- Norway Lake Township Location within Minnesota and the United States Norway Lake Township Norway Lake Township (the United States)
- Coordinates: 45°22′6″N 95°11′21″W﻿ / ﻿45.36833°N 95.18917°W
- Country: United States
- State: Minnesota
- County: Kandiyohi

Area
- • Total: 35.4 sq mi (91.7 km^{2})
- • Land: 32.6 sq mi (84.5 km^{2})
- • Water: 2.8 sq mi (7.2 km^{2})
- Elevation: 1,250 ft (380 m)

Population (2000)
- • Total: 284
- • Density: 8.8/sq mi (3.4/km^{2})
- Time zone: UTC-6 (Central (CST))
- • Summer (DST): UTC-5 (CDT)
- FIPS code: 27-47464
- GNIS feature ID: 0665180

= Norway Lake Township, Kandiyohi County, Minnesota =

Norway Lake Township is a township in Kandiyohi County, Minnesota, United States. The population was 284 at the 2000 census.

==History==
Norway Lake Township was organized in 1866, and named for its Norway Lake.

==Geography==
According to the United States Census Bureau, the township has a total area of 35.4 square miles (91.7 km^{2}), of which 32.6 square miles (84.5 km^{2}) is land and 2.8 square miles (7.2 km^{2}) (7.82%) is water.

==Demographics==
At the 2000 census, there were 284 people, 115 households and 83 families residing in the township. The population density was 8.7 people per square mile (3.4/km^{2}). There were 137 housing units at an average density of 4.2/sq mi (1.6/km^{2}). The racial makeup of the township was 99.65% White and 0.35% Native American.

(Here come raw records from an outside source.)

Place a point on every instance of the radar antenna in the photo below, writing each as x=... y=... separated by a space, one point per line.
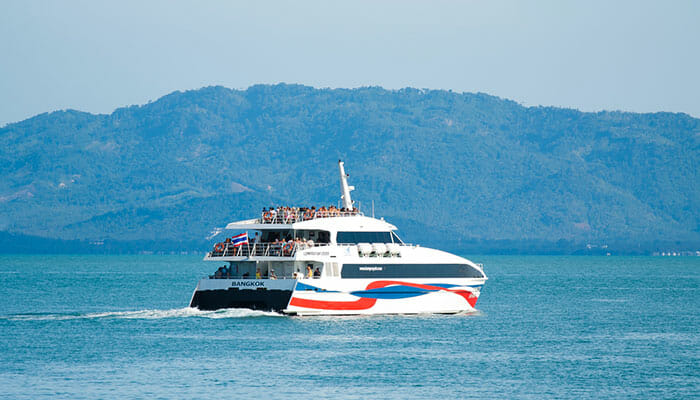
x=344 y=188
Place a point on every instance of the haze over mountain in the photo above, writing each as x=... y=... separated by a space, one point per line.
x=448 y=169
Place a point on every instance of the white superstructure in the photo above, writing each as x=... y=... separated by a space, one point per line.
x=309 y=261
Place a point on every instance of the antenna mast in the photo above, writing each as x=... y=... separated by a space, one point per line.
x=344 y=188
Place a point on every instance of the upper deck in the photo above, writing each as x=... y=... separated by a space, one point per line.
x=311 y=218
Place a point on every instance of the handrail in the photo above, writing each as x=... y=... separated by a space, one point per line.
x=271 y=249
x=292 y=216
x=261 y=249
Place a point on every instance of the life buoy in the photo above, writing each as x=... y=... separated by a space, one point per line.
x=287 y=249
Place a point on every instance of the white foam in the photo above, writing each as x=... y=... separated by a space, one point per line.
x=186 y=312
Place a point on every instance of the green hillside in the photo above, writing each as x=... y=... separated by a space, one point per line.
x=448 y=169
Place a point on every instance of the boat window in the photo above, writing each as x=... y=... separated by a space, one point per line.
x=364 y=237
x=316 y=236
x=384 y=271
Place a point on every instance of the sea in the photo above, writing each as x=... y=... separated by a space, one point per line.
x=545 y=327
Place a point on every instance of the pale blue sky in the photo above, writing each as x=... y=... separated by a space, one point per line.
x=96 y=56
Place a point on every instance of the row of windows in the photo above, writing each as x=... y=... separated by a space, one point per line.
x=324 y=236
x=367 y=237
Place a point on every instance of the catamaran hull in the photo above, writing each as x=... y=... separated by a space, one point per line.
x=327 y=297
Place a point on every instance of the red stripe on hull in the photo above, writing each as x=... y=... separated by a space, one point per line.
x=361 y=304
x=364 y=303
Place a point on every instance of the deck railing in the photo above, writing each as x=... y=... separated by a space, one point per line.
x=261 y=249
x=292 y=216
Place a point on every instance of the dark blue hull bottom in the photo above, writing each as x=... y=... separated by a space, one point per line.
x=259 y=299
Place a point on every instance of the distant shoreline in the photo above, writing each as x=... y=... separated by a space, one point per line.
x=12 y=243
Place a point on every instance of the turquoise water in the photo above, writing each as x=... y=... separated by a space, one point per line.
x=546 y=327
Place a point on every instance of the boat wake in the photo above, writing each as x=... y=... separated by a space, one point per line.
x=186 y=312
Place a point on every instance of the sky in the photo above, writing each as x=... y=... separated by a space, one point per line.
x=591 y=55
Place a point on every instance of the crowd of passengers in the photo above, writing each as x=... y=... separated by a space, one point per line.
x=224 y=272
x=277 y=247
x=283 y=214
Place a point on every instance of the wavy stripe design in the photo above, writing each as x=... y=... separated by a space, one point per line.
x=378 y=290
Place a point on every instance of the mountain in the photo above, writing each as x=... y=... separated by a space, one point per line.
x=449 y=169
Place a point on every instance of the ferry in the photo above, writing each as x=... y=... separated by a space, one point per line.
x=333 y=261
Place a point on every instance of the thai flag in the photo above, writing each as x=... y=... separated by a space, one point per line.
x=239 y=240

There were 115 households, of which 27.0% had children under the age of 18 living with them, 63.5% were married couples living together, 4.3% had a female householder with no husband present, and 27.8% were non-families. 23.5% of all households were made up of individuals, and 8.7% had someone living alone who was 65 years of age or older. The average household size was 2.47 and the average family size was 2.87.

Age distribution was 21.8% under the age of 18, 6.7% from 18 to 24, 25.7% from 25 to 44, 30.3% from 45 to 64, and 15.5% who were 65 years of age or older. The median age was 44 years. For every 100 females, there were 127.2 males. For every 100 females age 18 and over, there were 119.8 males.

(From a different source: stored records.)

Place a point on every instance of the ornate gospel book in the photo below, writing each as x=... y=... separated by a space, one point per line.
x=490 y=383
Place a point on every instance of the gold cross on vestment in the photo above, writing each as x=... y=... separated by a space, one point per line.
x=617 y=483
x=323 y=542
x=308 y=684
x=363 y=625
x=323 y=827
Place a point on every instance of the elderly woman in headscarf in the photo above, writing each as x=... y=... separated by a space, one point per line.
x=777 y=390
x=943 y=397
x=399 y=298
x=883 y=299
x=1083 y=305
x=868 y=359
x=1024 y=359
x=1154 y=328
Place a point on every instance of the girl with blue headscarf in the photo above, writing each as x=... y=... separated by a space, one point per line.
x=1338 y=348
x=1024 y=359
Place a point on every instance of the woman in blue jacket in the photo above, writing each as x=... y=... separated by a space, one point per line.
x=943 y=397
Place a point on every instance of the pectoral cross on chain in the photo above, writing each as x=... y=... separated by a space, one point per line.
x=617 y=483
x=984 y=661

The median household income was $36,042, and the median family income was $41,111. Males had a median income of $26,563 versus $17,031 for females. The per capita income for the township was $16,803. About 2.5% of families and 4.0% of the population were below the poverty line, including 1.8% of those under the age of eighteen and none of those 65 or over.